We want to add a slot filling abstraction into Jovo. Maybe we’ll find a way that this can be translated into the Alexa Conversations format while still working with states etc. for other platforms


So here’s a specific challenge we’re looking at.

How do we best handle this situation: someone is listening to one of our virtual storytellers tell a story, the storyteller asks them a question related to the story and expects a certain narrow range of responses, but the listener says something completely unrelated to the story question (what time is it? what can I buy? etc.). The only real solution right now is to wire in the expectation for these other “off topic” intents. But with something like Rasa (or Alexa Conversations?) could we potentially train the system to adapt to these off topic requests by creating a list of sample dialogues that contain a bunch of these random responses, along with how to handle them?

What do you guys think? Is there a simpler way to elegantly deal with these situations?

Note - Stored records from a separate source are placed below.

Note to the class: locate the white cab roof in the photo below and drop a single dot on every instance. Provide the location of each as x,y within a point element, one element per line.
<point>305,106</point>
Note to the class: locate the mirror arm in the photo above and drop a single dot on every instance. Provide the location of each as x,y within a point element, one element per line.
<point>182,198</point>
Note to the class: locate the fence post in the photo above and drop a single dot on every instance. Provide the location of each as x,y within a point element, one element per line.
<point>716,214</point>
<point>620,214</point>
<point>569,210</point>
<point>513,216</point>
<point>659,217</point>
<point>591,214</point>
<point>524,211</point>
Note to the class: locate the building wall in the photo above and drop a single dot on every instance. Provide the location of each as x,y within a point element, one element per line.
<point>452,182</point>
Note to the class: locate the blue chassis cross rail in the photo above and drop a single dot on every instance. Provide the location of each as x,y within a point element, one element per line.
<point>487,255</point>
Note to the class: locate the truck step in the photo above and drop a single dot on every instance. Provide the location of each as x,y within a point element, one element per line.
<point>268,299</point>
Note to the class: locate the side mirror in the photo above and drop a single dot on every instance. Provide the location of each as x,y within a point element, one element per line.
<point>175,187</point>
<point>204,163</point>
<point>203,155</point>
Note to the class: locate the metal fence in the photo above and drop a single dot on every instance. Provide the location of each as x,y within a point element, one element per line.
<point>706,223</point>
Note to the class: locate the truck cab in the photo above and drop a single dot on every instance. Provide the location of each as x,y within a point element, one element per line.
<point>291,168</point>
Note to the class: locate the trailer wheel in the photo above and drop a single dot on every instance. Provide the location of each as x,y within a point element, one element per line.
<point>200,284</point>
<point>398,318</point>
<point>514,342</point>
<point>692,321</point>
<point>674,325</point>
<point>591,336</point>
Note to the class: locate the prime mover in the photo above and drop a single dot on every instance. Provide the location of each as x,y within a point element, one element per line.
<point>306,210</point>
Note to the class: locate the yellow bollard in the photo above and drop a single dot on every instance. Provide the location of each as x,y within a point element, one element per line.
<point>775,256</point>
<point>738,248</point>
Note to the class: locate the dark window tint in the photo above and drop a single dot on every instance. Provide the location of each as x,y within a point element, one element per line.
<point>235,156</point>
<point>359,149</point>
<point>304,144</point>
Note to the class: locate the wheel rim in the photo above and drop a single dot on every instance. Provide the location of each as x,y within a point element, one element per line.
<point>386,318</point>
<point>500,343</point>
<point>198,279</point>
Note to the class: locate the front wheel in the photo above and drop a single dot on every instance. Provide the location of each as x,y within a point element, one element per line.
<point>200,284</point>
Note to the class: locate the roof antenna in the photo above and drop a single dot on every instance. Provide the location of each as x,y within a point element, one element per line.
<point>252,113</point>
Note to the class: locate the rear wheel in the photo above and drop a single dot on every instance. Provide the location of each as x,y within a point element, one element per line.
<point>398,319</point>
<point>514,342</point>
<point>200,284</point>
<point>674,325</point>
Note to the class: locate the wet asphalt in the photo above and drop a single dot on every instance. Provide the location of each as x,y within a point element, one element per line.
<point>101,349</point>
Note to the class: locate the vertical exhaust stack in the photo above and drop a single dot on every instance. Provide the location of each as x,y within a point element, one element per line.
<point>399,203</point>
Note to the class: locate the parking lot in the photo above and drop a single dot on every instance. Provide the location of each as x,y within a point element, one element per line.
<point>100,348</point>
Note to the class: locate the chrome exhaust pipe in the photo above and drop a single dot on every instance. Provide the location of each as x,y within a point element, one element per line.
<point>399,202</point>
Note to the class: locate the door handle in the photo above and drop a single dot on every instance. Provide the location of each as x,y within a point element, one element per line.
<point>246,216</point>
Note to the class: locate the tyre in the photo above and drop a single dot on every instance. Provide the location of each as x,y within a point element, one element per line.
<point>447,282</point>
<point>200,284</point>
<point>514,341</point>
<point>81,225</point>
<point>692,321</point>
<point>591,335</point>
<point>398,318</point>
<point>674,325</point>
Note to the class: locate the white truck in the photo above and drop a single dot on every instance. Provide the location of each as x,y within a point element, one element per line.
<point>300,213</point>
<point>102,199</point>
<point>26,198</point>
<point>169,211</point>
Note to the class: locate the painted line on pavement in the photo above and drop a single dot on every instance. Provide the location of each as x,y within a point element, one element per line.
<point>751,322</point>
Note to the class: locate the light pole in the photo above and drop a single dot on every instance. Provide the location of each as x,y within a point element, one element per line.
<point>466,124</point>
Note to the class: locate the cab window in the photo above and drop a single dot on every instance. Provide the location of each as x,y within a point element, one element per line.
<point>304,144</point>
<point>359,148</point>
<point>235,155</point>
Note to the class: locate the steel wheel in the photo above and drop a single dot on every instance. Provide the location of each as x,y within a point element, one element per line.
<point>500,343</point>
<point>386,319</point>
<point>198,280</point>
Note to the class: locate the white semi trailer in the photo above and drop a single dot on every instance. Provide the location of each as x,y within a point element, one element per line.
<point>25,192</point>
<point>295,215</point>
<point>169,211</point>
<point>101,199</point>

I personally think there is no benefit in plugging in Rasa (or any other NLU) as NLU for an Alexa Skill. The “Catch-All”-intent approach mentioned here is a hacky solution. You get pre-filtered, pre-interpreted utterances. For certain narrow use cases this might work well enough - i doubt you could not achieve this level with the built in Alexa NLU as well. We have dealt with interactive stories as well (which in my opinion carry the most complexity because of a need for a lot of out of domain intents) and have extensive knowledge in building robust models with a couple of hundred intents. There is a point where every model starts to smell and turns upside down. You need solid tooling and a lot of experience to make sure you are improving the model and not making everything worse (eg. a hundred sample utterances more per intent never improved the results).

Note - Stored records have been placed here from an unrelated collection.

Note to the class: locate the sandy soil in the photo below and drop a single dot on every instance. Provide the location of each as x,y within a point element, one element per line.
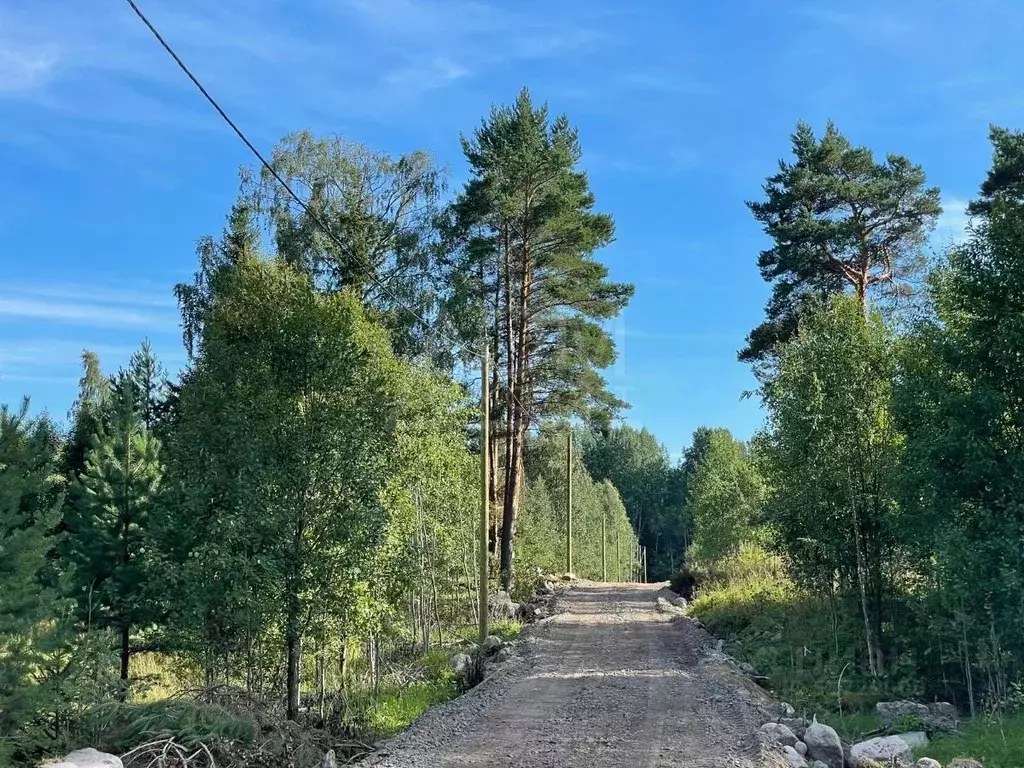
<point>608,681</point>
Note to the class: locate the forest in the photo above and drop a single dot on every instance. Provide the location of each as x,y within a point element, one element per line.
<point>284,532</point>
<point>291,521</point>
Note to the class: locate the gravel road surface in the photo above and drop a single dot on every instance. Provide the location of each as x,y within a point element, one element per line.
<point>607,681</point>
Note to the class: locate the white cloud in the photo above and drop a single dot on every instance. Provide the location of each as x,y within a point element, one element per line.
<point>87,314</point>
<point>25,68</point>
<point>952,224</point>
<point>91,305</point>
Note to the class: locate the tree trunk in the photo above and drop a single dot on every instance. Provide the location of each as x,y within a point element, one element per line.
<point>343,664</point>
<point>125,649</point>
<point>293,646</point>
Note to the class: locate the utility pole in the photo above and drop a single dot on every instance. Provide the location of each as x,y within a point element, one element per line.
<point>604,546</point>
<point>484,486</point>
<point>619,560</point>
<point>568,501</point>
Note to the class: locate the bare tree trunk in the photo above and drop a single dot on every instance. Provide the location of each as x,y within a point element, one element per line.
<point>967,658</point>
<point>862,589</point>
<point>343,663</point>
<point>321,680</point>
<point>293,644</point>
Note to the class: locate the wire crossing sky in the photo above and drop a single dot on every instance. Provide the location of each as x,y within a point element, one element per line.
<point>114,166</point>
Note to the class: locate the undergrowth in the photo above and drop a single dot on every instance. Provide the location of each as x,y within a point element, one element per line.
<point>808,648</point>
<point>996,741</point>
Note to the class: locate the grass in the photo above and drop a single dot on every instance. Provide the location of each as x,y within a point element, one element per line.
<point>997,742</point>
<point>506,629</point>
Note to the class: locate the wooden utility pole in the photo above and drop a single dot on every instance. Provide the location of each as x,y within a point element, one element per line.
<point>484,487</point>
<point>604,546</point>
<point>619,560</point>
<point>568,501</point>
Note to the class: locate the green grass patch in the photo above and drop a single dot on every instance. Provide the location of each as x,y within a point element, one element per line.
<point>506,629</point>
<point>997,742</point>
<point>855,726</point>
<point>807,649</point>
<point>116,726</point>
<point>396,709</point>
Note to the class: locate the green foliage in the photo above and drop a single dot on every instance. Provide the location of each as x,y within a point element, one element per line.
<point>838,220</point>
<point>1006,178</point>
<point>117,727</point>
<point>996,741</point>
<point>829,450</point>
<point>543,526</point>
<point>30,496</point>
<point>650,487</point>
<point>381,211</point>
<point>724,494</point>
<point>525,275</point>
<point>111,505</point>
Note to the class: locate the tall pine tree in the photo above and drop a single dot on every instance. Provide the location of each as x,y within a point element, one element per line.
<point>112,501</point>
<point>528,274</point>
<point>839,220</point>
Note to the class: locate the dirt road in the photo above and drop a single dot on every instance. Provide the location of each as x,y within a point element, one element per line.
<point>608,681</point>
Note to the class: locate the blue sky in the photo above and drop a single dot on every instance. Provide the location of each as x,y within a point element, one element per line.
<point>113,166</point>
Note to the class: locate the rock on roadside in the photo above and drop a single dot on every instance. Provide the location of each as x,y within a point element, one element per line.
<point>883,749</point>
<point>462,664</point>
<point>794,759</point>
<point>780,733</point>
<point>87,758</point>
<point>823,744</point>
<point>940,716</point>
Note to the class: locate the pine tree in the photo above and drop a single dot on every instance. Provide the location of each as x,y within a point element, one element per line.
<point>839,220</point>
<point>30,498</point>
<point>527,272</point>
<point>112,501</point>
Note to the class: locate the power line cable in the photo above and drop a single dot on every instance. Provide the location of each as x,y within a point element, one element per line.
<point>302,204</point>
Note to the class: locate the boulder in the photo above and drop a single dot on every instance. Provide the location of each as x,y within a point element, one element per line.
<point>502,606</point>
<point>794,759</point>
<point>865,763</point>
<point>462,664</point>
<point>526,612</point>
<point>667,607</point>
<point>942,716</point>
<point>780,733</point>
<point>823,743</point>
<point>797,725</point>
<point>883,750</point>
<point>914,739</point>
<point>87,758</point>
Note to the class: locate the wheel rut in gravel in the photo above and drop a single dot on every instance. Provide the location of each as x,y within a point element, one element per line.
<point>608,681</point>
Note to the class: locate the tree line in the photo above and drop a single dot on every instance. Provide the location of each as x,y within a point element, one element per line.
<point>888,473</point>
<point>300,504</point>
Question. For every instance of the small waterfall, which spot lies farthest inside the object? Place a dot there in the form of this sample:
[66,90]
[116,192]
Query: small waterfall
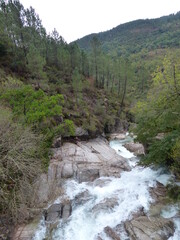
[109,201]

I feel like I’ve seen this kind of “magic logic generator” kind of technology pop up from time to time (going from desktop app development in the 90’s to web development after that). In almost all the cases I can think of, the automated code development was useful to casual developers but not to professional ones. At least part of the problem is verifiability - how do we confirm that it solved the problem well enough if we haven’t identified the edge cases and tested them. And, if we identify the edge cases, we can probably think and implement the edge cases better than the “magic logic generator”. With that said, maybe there’s a place for it as a supplemental handler to catch whatever cases might be left over after you’ve explicitly handled the known edge cases?

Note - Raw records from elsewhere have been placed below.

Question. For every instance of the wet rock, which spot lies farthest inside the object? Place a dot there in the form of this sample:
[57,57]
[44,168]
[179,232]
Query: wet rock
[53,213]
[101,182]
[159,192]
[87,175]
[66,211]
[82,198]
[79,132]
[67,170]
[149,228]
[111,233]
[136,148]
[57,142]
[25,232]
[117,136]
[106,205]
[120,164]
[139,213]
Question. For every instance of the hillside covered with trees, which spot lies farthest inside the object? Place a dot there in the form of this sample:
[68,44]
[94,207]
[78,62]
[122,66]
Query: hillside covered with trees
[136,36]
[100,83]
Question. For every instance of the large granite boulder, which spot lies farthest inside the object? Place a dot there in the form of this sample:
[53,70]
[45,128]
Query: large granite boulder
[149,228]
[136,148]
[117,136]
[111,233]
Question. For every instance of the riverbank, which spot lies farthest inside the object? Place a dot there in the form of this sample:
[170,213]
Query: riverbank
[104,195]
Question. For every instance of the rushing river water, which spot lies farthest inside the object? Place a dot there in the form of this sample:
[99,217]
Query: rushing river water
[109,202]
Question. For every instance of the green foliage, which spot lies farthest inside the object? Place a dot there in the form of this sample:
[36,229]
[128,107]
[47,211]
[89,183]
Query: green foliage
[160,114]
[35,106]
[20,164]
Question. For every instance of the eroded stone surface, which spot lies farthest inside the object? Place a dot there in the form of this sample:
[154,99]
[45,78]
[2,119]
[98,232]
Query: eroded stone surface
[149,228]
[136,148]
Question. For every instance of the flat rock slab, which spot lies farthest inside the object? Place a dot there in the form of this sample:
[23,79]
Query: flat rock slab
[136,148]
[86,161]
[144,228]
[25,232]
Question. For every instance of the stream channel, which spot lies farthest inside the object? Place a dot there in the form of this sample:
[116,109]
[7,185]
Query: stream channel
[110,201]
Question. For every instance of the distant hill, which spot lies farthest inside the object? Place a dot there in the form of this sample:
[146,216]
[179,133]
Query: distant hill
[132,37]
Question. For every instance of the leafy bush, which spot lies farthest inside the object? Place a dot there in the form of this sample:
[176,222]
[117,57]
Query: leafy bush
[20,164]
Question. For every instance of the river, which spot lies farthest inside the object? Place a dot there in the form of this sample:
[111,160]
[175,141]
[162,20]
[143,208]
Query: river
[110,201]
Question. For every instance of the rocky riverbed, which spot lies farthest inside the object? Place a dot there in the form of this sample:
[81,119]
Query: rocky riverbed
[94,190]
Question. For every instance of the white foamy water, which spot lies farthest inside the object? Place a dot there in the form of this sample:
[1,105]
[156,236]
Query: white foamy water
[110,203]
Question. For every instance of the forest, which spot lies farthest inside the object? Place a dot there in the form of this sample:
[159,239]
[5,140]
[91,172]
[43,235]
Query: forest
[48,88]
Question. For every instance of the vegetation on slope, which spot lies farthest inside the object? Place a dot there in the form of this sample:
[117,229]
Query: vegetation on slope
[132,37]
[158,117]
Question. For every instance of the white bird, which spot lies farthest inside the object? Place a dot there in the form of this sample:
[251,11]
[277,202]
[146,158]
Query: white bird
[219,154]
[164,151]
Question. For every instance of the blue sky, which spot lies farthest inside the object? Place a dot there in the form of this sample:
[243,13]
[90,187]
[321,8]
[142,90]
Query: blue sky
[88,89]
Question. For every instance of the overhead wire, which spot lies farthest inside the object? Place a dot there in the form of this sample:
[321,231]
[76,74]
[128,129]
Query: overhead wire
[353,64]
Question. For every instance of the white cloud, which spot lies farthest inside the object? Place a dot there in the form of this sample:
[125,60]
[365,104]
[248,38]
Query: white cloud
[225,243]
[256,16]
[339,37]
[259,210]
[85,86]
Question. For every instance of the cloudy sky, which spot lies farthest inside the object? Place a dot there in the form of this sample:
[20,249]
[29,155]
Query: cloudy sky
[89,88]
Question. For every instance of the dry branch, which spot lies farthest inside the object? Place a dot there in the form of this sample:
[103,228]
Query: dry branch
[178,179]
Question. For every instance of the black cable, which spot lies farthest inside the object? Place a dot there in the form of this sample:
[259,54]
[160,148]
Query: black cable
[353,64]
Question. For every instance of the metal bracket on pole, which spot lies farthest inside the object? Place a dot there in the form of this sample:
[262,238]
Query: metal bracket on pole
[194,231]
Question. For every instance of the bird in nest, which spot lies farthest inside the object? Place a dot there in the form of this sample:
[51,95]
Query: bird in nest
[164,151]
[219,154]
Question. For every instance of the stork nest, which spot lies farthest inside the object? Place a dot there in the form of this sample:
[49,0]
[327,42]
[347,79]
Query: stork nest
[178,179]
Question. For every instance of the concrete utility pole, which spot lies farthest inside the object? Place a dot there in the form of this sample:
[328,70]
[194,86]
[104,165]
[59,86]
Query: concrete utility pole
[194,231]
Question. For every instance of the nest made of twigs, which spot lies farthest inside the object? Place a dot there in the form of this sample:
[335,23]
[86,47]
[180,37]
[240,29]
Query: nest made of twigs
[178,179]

I wonder if something similar to RASA core/Alexa Conversations will be offered as a standalone AWS service. They offer TTS, ASR, NLU and other machine learning tools standalone.

From a quick scan of the Conversations doco it looks like RASA core offers more features (eg Forms/Slot filling). No doubt Amazon will improve. It will be interesting to see how the tools differ. Does anyone know if Google has anything similar?

I have a strong bias to open source tools and managing my own data. More work though :wink:

I shared some thoughts about integrating RASA with jovo here in the context of my voice stack hermod.
Using the JOVO middleware hooks “router” through “response” RASA core could be used as the handler instead of the explicit JOVO context routing.

As I understand it, Alexa devices do not deliver a transcript to a skill endpoint, only a parsed NLU structure so it’s not possible to inject a custom NLU. This means we are stuck with converting training data for multiple NLU engines and trying to deal with any differences.

Whether machine learning based routing is worth the effort really depends on what you are trying to accomplish. Explicit routing works great for simple flattish cases. Once pathways start getting messy (like talking to real people), ML models can work wonders given enough data.


I think Alexa Conversations is a little immature and is really focused on a tightly constrained conversation and it handles slot filling and you have be be imaginative with how you use. I find “catch all” can work for some things using states in Jovo because you control the specific context. One thing with Conversations, it’s really time-consuming to run training every time you update something.